Finally, it’s hard to discuss what Biden and his party should do next without acknowledging the overwhelming media stampede trying to push him out of the race. I don’t know where this is coming from, but I can’t remember anything quite like it. Monday, the Supreme Court’s decision on presidential immunity — which (as I covered in the previous post) isn’t quite the End of the Republic by itself, but could be a significant step in that direction — barely got air time because speculation about Biden crowded it out. Tuesday, USA Today published a topsy-turvy article that framed the immunity decision as a distraction from Biden’s troubles.

So here’s where I am at the current moment, understanding that new information keeps coming in: I don’t yet see anything in Biden that would keep him from continuing to do the good job he’s been doing these last several years. Going forward, he may have to work less and rest more, but I suspect that even then he would be working far harder than Trump ever did when he was president.

Politically, the question is closer: Biden has something to prove now, and he may not be a skilled enough politician to prove it.

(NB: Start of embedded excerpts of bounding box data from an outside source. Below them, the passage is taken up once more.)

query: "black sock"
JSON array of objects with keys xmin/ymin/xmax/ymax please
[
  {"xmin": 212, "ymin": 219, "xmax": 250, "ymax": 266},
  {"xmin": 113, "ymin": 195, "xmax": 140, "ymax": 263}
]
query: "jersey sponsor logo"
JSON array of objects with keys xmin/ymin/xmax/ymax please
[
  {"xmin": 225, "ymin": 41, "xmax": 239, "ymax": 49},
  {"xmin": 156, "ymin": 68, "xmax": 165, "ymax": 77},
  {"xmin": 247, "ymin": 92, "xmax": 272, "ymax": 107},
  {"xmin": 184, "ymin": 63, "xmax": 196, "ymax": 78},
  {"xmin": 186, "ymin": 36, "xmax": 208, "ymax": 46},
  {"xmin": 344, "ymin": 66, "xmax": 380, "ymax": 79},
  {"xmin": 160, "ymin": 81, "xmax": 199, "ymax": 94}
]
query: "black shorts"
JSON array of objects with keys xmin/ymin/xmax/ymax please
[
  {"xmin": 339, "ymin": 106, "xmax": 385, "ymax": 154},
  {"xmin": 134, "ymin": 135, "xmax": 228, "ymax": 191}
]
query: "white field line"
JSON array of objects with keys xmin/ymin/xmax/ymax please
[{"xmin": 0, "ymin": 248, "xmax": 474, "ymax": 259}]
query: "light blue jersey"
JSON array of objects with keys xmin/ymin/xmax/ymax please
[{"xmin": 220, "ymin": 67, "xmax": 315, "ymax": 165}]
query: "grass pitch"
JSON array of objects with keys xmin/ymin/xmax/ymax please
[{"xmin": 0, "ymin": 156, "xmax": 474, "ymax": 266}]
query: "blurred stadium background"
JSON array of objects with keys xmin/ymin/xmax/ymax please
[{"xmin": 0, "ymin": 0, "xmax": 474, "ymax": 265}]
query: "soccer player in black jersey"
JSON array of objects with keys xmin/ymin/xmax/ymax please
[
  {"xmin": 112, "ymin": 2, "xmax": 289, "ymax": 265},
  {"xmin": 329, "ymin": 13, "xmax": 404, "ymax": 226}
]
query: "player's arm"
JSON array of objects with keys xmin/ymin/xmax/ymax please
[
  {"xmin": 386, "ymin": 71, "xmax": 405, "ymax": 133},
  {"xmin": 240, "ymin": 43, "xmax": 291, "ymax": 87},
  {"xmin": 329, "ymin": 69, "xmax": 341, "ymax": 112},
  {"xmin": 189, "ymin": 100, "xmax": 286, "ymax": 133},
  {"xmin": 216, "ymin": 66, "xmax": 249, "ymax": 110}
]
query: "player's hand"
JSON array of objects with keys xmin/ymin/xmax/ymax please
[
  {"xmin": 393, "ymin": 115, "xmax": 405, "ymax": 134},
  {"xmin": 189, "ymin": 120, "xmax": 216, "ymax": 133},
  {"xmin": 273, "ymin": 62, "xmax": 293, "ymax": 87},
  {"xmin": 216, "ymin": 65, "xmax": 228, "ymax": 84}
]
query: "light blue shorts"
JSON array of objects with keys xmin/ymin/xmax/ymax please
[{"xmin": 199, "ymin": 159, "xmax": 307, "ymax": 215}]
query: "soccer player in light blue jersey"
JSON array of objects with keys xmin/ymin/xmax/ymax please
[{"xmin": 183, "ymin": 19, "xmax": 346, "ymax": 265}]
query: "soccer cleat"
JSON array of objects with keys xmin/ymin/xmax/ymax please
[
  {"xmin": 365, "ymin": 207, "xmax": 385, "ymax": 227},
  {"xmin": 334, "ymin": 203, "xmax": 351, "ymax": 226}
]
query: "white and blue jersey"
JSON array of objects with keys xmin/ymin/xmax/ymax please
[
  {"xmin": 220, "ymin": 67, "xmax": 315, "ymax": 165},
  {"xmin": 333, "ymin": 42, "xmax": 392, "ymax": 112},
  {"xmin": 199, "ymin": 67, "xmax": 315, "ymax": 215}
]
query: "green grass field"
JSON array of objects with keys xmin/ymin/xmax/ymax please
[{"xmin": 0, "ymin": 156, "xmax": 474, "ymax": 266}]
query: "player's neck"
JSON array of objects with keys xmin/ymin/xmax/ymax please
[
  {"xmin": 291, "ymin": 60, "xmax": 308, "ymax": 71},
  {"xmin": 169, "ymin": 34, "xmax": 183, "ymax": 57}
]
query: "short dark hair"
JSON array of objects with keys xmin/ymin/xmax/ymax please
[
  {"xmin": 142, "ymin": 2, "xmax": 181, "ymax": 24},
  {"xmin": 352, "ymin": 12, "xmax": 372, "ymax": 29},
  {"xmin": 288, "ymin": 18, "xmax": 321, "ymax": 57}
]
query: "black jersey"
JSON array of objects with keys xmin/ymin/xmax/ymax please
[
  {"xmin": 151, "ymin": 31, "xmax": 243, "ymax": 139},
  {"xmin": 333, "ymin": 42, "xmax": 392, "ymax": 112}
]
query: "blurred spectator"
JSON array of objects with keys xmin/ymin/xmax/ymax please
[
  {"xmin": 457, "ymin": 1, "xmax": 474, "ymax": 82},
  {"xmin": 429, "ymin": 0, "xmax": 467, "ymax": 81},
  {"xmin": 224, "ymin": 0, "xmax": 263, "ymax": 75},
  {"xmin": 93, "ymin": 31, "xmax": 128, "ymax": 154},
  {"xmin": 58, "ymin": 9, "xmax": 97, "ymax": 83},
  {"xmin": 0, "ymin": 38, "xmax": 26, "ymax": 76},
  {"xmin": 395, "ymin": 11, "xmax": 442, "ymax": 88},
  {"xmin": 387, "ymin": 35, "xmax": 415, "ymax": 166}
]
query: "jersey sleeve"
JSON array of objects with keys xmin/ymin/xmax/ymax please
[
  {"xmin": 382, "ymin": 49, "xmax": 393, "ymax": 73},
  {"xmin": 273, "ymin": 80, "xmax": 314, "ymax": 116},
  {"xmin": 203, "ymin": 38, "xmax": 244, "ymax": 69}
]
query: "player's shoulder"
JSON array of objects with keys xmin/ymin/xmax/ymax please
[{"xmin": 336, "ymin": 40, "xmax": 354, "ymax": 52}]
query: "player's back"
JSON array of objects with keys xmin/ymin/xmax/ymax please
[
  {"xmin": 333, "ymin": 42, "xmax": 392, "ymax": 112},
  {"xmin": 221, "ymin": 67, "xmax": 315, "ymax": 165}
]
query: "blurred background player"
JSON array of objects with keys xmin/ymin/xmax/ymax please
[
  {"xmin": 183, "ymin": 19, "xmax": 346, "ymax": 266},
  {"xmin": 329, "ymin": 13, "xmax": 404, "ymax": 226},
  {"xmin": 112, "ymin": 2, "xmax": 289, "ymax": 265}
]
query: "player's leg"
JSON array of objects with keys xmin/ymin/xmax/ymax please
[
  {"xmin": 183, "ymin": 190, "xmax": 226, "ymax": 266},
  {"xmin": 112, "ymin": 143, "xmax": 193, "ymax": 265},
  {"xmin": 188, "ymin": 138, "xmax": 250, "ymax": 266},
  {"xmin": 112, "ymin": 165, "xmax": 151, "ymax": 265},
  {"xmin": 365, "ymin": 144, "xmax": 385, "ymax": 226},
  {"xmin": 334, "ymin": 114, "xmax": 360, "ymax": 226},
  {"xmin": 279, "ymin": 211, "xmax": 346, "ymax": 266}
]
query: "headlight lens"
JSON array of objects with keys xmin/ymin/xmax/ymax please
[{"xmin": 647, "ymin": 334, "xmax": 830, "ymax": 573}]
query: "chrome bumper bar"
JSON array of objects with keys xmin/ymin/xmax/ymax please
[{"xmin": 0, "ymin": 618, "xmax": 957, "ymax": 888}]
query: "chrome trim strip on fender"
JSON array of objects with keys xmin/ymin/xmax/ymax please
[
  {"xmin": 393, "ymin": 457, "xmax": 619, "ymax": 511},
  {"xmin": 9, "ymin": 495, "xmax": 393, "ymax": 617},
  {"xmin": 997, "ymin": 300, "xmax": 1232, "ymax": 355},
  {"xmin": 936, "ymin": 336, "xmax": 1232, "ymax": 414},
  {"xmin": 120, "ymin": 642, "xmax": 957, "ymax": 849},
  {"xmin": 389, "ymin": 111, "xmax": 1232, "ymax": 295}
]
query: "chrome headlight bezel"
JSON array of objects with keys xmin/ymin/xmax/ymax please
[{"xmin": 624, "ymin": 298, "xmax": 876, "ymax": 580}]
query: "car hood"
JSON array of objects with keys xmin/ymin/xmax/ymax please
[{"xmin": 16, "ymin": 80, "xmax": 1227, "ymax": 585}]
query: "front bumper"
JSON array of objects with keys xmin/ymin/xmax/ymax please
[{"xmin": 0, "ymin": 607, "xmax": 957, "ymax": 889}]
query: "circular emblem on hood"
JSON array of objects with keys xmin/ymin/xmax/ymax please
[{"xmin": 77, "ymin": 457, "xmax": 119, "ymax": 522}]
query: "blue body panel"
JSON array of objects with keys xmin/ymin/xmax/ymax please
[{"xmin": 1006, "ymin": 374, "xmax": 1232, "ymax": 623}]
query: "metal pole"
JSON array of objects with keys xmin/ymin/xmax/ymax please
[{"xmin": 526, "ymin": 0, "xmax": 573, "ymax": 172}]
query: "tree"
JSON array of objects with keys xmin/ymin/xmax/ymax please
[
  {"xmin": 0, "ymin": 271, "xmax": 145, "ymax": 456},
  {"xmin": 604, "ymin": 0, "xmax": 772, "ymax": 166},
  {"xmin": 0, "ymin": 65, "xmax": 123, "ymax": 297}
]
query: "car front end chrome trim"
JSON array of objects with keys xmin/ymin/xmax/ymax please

At a minimum, he needs more exposure like the Stephanopoulos interview, and he needs to go without any public senior moments, even minor ones, for the rest of the campaign. Can he do that? I’m not sure.

I’m particularly unsure he can prove what he needs to prove in the face of intense opposition from the likes the the NYT, CNN, and other mainstream media outlets. Maybe Obama had the skills to turn something like this around, or maybe Bill Clinton in his prime. But Biden has never been in that class.

No one should minimize the risks in either direction.

I often hear the suggestion that if Biden would just do X, that would put the controversy to bed. So why doesn’t he? Isn’t he just admitting he can’t? (A few days before the Stephanopoulos interview, X was “sit down for a one-on-one interview”. During it, X was “undergo an independent medical evaluation that included neurological and cognitive tests and release the results to the American people.”) But when has such a strategy ever worked? Does anyone ever do X and get the response, “Thank you. We can move on now.”? I have never seen it. Doing X just leads to an explanation of why X wasn’t good enough, followed by a demand that you do Y.

Similarly, the Democratic Party is now hearing that we can move on to talk about the substantive issues of this campaign (democracy vs. authoritarianism, climate change, abortion, Gaza, Ukraine, competition with China, immigration, all the ways Trump will abuse the Supreme Court’s newly invented presidential immunity …) once we do X, namely, replace Biden as our candidate.

Is that true? I doubt it. So does Michelangelo Signorile:

Don’t fall for trap. If Democrats listen to the New York Times and try to replace Biden, NYT will have a new narrative: Democrats in chaos. And they will then have 347 stories a week about whoever is the candidate, all focused on how inexperienced and unprepared that person is.

David Roberts is even more blunt:

So, say Biden stepped aside in favor of Harris tomorrow. How long until the vapid gossips we call political reporters find something wrong with her, some alleged flaw they just have to write 192 stories about? How long until the hopped-up mediocrities we call pundits find some “counter-intuitive” reason that the new Dem ticket is flawed after all? How long until the irredentist left gets over the temporary thrill of its new Harris memes & remembers that she’s a cop & turns on her? How long before the ambient racism & misogyny in the US lead center-leftists to conclude that, sure, they’d support a black woman, just not *this* black woman? In other words: how long before everyone reverts to their comfortable, familiar identity & narratives? About 30 f’ing seconds, is my guess.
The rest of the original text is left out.